I cried because there was so much love and appreciation in each of those items. I cried because it was the most amazing moment, to have a student and a parent show up and bring a gift like that for me. Because I would NEVER EVER have guessed in October that this would be a young lady who'd do this kind of thing for me.

They were happy tears, and bittersweet tears. I may not have a Mother's Day that's meant for me, but how can I not see this for the beautiful thing that it is? I do not have children, despite desperately wanting them. But I absolutely get to love children and have an impact on their lives, and it's a gift. They have an impact on me, too. They are not my children, but they do take up a space in my heart that used to be a gaping baby-shaped hole.

As much as Mother's Day is still hard, it's moments like these that make it sting a lot less. And, for those of you still in the throes of the horrible Mother's Day blues, know that it gets better -- whether you end up a mom or not. The pain is still there, but the ability to see around it just grows and grows and grows.

Monday, May 4, 2020

#Microblog Mondays: That Was 43

Tomorrow, I turn 44. Today, I am still 43 (for 45 more minutes anyway).

Last year, when I started being 43, I was recovering from my hysterectomy, I was embracing my new life in my new house and starting new gardens and finishing out a challenging school year. I had a summer to garden and prepare for a new school year, and then a new school year with all new challenges. I had my first experience with a student in foster care, and my room was overflowing with trauma and social drama, but I was making progress.

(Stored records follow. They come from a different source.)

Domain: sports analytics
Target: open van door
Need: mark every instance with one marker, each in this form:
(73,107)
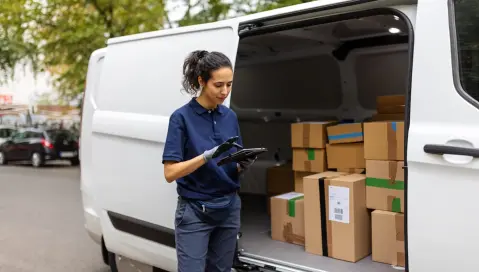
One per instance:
(140,87)
(443,146)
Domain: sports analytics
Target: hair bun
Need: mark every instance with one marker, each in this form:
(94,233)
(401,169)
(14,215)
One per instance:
(202,54)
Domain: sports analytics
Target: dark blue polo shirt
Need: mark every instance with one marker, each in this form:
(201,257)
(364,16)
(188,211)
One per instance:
(192,130)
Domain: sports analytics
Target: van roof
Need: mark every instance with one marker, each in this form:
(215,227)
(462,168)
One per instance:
(270,14)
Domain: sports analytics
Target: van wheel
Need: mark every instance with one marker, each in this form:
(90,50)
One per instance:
(37,160)
(3,159)
(112,262)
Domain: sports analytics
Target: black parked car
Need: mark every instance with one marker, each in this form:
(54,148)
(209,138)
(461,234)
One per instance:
(39,146)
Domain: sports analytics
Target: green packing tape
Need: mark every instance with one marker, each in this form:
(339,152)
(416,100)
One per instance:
(292,206)
(396,207)
(385,183)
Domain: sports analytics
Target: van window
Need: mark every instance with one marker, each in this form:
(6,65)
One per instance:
(467,30)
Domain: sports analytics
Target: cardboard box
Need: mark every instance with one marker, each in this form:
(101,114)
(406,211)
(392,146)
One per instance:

And now, 43 is laundering masks along with clothes and keeping disinfectant wipes by the door, and getting a birthday drive by from my mom and stepfather tomorrow morning before my first Google Meet with a student. It's exhaustion from figuring out how to teach remotely and from just the state of things.

I'm not mad at my birthday anymore, 44 really isn't all that different from 43 (although I can't claim "early forties" any more... it's all mid). There's no deadline, no high stakes to it. But it's real weird to turn 44 in a pandemic.

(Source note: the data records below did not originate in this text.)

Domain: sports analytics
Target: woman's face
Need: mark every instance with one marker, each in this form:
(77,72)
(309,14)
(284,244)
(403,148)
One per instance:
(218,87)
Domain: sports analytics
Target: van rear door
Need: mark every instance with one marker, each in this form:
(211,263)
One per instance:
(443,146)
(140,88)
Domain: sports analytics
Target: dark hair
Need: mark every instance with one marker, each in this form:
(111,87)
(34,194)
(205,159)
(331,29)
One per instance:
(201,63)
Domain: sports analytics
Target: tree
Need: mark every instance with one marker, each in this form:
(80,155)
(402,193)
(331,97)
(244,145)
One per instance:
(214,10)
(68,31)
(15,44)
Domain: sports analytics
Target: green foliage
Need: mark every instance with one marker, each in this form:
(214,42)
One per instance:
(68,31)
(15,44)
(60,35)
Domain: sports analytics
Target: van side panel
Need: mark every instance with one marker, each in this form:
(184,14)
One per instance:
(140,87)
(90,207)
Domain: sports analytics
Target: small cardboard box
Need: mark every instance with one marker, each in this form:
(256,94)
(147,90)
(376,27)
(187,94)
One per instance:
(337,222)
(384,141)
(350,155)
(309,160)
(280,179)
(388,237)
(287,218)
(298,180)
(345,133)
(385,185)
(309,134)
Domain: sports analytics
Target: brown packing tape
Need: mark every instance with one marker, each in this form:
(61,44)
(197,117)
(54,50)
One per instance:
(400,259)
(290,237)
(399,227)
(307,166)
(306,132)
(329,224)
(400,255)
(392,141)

Here are some pictures of my last days as a 43 year old... from the mundane to the outright bizarre. Some things stay the same, and some things have changed pretty drastically. But there it is, another trip around the sun, another chance to celebrate the beauty of existence.

Some cute mini daffodils I planted in the fall that are up and sunshiny by the new golden bleeding heart...and new mulch! 

The first of many plant deliveries, getting them ready to plant  (but now they are in the dining room since there's a freeze warning, ugh) 

My empty middle school, a picture taken by my principal and sent out this weekend (might have made me cry)


Oh yeah, wearing the mask. Hot look of 2020.

Surreal empty marquee at the movie theater

Bryce passed his Candidacy Exam! Two-ish years to go! (Do we both look tired? YES)

Sometimes catalogs come and you find treasures... because you know, the bench is special to us and this is called "Always Together," which is true and also SO TRUE right now. 

Ah, the last day of 43. Luckily I had a good hair day despite the creeping grays and fading color. The curls were cooperating!